Under different aspects
5. One can speak of responsibility in the exercise of the function of
parenthood under different aspects. Thus he writes: "In relation to the
biological processes involved, responsible parenthood is to be
understood as the knowledge and observance of their specific
functions. Human intelligence discovers in the faculty of procreating
life, the biological laws which involve human personality" (HV 10). If,
on the other hand, we examine "the innate drives and emotions of man,
responsible parenthood expresses the domination which reason and will
must exert over them" (HV 10).
Taking for granted the above-mentioned interpersonal aspects and adding
to them the "economic and social conditions," those are considered "to
exercise responsible parenthood who prudently and generously decide to
have a large family, or who, for serious reasons and with due respect to
the moral law, choose to have no more children for the time being or
even for an indeterminate period" (HV 10).

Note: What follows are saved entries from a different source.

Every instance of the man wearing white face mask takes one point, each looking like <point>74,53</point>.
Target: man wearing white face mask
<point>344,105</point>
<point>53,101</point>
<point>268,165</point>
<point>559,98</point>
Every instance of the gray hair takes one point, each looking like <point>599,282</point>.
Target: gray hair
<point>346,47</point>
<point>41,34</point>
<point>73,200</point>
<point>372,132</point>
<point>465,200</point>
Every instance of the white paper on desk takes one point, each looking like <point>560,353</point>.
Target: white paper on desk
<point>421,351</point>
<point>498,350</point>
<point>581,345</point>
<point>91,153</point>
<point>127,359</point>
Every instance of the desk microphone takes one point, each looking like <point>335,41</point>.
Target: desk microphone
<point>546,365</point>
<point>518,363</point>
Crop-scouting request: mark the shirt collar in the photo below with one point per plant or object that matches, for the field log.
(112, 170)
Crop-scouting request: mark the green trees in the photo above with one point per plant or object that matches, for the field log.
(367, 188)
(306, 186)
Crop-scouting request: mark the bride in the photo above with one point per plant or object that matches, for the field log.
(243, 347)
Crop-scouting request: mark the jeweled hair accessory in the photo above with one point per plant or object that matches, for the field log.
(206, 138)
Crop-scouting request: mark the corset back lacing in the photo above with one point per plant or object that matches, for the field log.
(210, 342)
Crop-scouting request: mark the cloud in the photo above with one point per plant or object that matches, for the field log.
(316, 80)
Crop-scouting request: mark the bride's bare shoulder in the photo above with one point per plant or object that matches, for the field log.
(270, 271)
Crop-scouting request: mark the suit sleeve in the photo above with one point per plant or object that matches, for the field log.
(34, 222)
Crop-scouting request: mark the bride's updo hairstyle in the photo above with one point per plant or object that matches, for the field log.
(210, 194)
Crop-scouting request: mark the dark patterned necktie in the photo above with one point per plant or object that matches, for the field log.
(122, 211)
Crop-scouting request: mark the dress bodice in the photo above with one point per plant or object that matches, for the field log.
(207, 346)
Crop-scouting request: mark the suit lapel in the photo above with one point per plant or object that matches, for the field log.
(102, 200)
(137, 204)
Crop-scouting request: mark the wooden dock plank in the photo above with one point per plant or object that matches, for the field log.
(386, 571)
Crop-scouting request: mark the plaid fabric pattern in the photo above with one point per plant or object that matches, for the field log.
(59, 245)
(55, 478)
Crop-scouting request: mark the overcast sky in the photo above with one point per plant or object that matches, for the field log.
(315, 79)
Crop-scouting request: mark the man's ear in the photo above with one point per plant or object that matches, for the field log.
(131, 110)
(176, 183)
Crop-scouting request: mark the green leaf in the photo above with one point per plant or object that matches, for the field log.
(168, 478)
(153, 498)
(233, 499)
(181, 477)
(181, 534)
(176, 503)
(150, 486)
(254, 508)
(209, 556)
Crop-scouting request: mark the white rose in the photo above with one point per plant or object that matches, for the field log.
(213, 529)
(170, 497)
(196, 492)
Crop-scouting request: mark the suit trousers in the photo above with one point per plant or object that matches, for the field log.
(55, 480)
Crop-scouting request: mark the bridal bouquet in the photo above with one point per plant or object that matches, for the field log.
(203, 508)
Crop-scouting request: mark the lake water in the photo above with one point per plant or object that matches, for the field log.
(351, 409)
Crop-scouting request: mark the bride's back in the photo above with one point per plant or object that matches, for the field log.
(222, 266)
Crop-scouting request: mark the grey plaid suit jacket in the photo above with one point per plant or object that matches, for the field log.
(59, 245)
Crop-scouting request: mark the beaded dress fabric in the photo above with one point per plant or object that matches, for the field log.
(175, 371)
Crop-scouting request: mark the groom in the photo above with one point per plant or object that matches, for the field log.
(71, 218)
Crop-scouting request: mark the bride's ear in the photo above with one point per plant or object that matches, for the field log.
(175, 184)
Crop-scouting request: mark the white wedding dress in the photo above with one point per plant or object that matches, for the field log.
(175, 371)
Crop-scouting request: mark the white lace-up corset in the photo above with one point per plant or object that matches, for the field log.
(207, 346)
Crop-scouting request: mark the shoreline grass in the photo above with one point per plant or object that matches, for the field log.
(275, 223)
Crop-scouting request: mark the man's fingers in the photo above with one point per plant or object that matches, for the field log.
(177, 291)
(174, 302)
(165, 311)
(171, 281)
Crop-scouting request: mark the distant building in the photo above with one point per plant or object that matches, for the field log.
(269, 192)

From this it follows that the concept of responsible parenthood contains
the disposition not merely to avoid a further birth but also to
increase the family in accordance with the criteria of prudence. In
this light in which the question of responsible parenthood must be
examined and decided, there is always of paramount importance "the
objective moral order instituted by God, the order of which a right
conscience is the true interpreter" (HV 10).
6. The commitment to responsible parenthood requires that husband and
wife, "keeping a right order of priorities, recognize their own duties
toward God, themselves, their families and human society" (HV 10). One
cannot therefore speak of acting arbitrarily. On the contrary the
married couple "must act in conformity with God's creative intention" (HV
10). Beginning with this principle the encyclical bases its reasoning on
the "intimate structure of the conjugal act" and on "the inseparable
connection of the two significances of the conjugal act" (cf. HV 12), as
was already stated. The relative principle of conjugal morality is,
therefore, fidelity to the divine plan manifested in the "intimate
structure of the conjugal act" and in the "inseparable connection of the
two significances of the conjugal act."